(Adam Lambert’s “Whataya Want From Me?” really speaks to my life as a whole right now.)
When last we spoke, our anti-heroine (me) was inwardly agonizing about relationships and post-divorce relationships and being ready to tackle new things and whatnot. This may have predicated a foray into angst, “forever alone” nonsense and abstract “will I never be truly happy until I’m with someone else again?” thinking.
I’m happy to tell you this is not the case, as our anti-heroine faced up to the full brunt of the tasks set before her for these upcoming months…and emotions ran the whole gamut from complete ecstasy to “oh shit.”
Good things first:
After months of research, Dr. LW (my thesis adviser) looked over my bulging folder of notes and gave me the green light to begin writing my thesis prospectus. If you don’t know what that signifies…in order to begin writing a master’s thesis at my university, one needs to go before the Graduate Studies Department (or have one’s adviser go before the GSD) and present the thesis idea. You can’t just haul off and say “This is what I want to spend a year of my life doing”; you need to have more of a plan. Specifically, you need to write a prospectus, which is a statement of interest, a literature review, a statement about what contributions your work will bring to the field of study, what other historians have said, what gaps you intend in filling, and an annotated bibliography of all your sources (thus far) and how they will be useful. If the GSD likes your prospectus, you get the green light to write the damn thing. If they don’t…well, that’s another story, and hopefully one I don’t need to think about right now.
Anyway. This was my response to Dr. LW’s go-ahead:
I totally went and got an iced coffee from Dunkin Donuts. Because that is how I celebrate.
Then I went to class. And I got the bad news.
I’ve known all this semester that I had a term paper for Dr. S due. The syllabus said it was due next week, but since the class is half-undergrad, half-grad, and he hadn’t mentioned a damn thing about the paper, and he’d recently been in Asia and pushed back some of our deadlines, I naturally did the stupid thing and assumed that it was going to be pushed back as well.
That’s the sort of amateur move that a freshman makes. Maybe an undergraduate junior. Not a last-year grad student.
So the paper is due next Thursday. As in April 18th. As in eight days from now.
How long a paper? Not that long. Just 15-20 pages or so.

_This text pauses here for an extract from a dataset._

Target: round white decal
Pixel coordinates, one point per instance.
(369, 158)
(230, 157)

The above gif was pretty much exactly my reaction when I realized that my idiotic error was going to result in a metric buttload of stress for myself…but that it’s going to get done, it has to get done, so what’s the use of freaking out?
I already have a topic. My father (the man who instilled a love of history in me so deep that it resulted in borderline obsession) gave me four books from his own personal library that will help in my research. I used my bff Zotero last night to track down some articles and printed them this morning. I have a couple of hours this afternoon to do some work before I have to go check out another apartment…
Oh yeah, the apartment search is in full swing. My parents want their little cottage back (for my sister, who has epilepsy and is disabled), and my (future) roommate S and I have been actively searching for a place for about a week and a half now…
The point of this whole entry? I’m completely swamped on all sides, so to be spending my time lamenting about a relationship that could have been but wasn’t? Would pretty much guarantee that I’m certifiable.
Sign me up for the loony bin.
And just because I think my makeup looked pretty damn good today…I think I’ve come a long way since starting to learn how to apply eyeshadow back in September ’12.